Nicht nur innerhalb eines anhängigen Verfahrens laufen Fristen, sondern es wird in einer Vielzahl von Gesetzen eine Frist für das Anhängigmachen eines Verfahrens vor Gericht festgelegt. Dies betrifft etwa Verjährungsfristen, die Frist für die Besitzstörungsklage nach § 454 ZPO, die Anrufung des Gerichts gegen einen Bescheid des Sozialversicherungsträgers nach § 67 Abs 2 ASGG oder die Anrufung der Schlichtungsstelle nach § 40 MRG. Auch in arbeitsrechtlichen Gesetzen finden sich solche Fristen, etwa für die Kündigungsanfechtung nach § 105 ArbVG. In solchen und vergleichbaren Fällen soll die Frist für die Anrufung des Gerichts gehemmt werden. … .“

[15] 4.3 § 1 Abs 1 1. COVID‑19‑JuBG wurde mit dem 4. COVID‑19‑Gesetz, BGBl I 2020/24, geändert. § 1 Abs 1 Sätze 2 bis 4 1. COVID‑19‑JuBG lauten seither:

„… Sie beginnen neu zu laufen. Bei der Berechnung einer Frist nach § 125 Abs 1 ZPO gilt der 1. Mai 2020 als Tag, in den der Zeitpunkt oder das Ereignis fällt, wonach sich der Anfang der Frist richten soll. Bei der Berechnung einer Frist nach § 125 Abs 2 ZPO gilt der 1. Mai 2020 als Tag, an dem die Frist begonnen hat.“

[16] Grund für diese Novellierung war die Erforderlichkeit der Klarstellung, dass der 1. 5. 2020 als fristauslösendes Ereignis im Sinn des § 125 Abs 1 ZPO gelten soll. Eine vierwöchige, durch § 1 1. COVID‑19‑JuBG unterbrochene Frist endete daher am 29. 5. 2020 (IA 403/A 27. GP  33). Dies war der Tag, an dem im vorliegenden Verfahren die Klage eingebracht wurde.

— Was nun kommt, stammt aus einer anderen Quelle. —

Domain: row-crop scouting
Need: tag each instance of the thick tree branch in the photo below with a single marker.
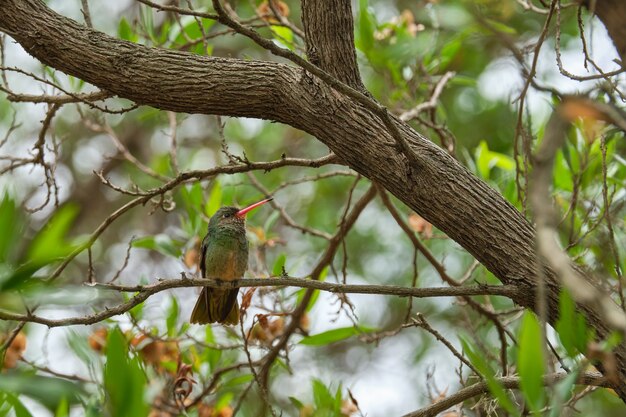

[17] 5. Zutreffend haben die Vorinstanzen im vorliegenden Fall schon nach ihrem Wortlaut die Bestimmung des § 2 1. COVID‑19‑JuBG angewendet („Die Zeit, … in der bei einem Gericht eine Klage … zu erheben … ist“). Der Gesetzgeber erwähnt den Fall der Einbringung einer Klage nach § 67 Abs 2 ASGG ausdrücklich in den dargestellten Erläuterungen. Er nennt in diesen weitere Beispielfälle, bei denen es sich sowohl um materiell‑rechtliche Fristen, nämlich Verjährungsfristen (§§ 1478 ff ABGB, zB 6 Ob 183/10w) und die Frist zur Einbringung einer Besitzstörungsklage (hM, vgl nur G. Kodek in Fasching/Konecny III/2³ § 454 ZPO Rz 236 mzN), als auch um verfahrensrechtliche Fristen handelt, wie jene für die Anrufung des Gerichts nach Befassung der Schlichtungsstelle nach § 40 MRG (RS0106183) oder für die gerichtliche Anfechtung einer Kündigung gemäß § 105 ArbVG (RS0052033). Der Gesetzgeber unterscheidet darüber hinaus ausdrücklich die Fälle der Unterbrechung einer Frist in § 1 1. COVID‑19‑JuBG von jenen der Hemmung einer Frist in § 2 1. COVID‑19‑JuBG, die er, wie sich aus den Erläuterungen zu § 1 1. COVID‑19‑JuBG ergibt, für weniger günstig hält („Es wäre auch denkbar, nur eine Hemmung der Fristen vorzusehen, …“). Er hat dennoch für den in § 2 1. COVID‑19‑JuBG geregelten Fall der Erhebung von Klagen bei einem Gericht ausdrücklich eine (bloße) Hemmung von Fristen angeordnet (ausführlich zur Differenzierung zwischen § 1 und § 2 1. COVID‑19‑JuBG Garber/Neumayr, Zivilverfahren in der Krise, in Resch [Hrsg]. Das Corona‑Handbuch [2020] Kap 13 Rz 48 ff).

[18] Dass die Einbringung der Klage bei Anwendung des § 2 1. COVID‑19‑JuBG verspätet erfolgte, stellt der Revisionsrekurswerber nicht in Frage.

[19] Mangels einer Rechtsfrage von erheblicher Bedeutung im Sinn des § 528 Abs 1 ZPO ist der außerordentliche Revisionsrekurs zurückzuweisen.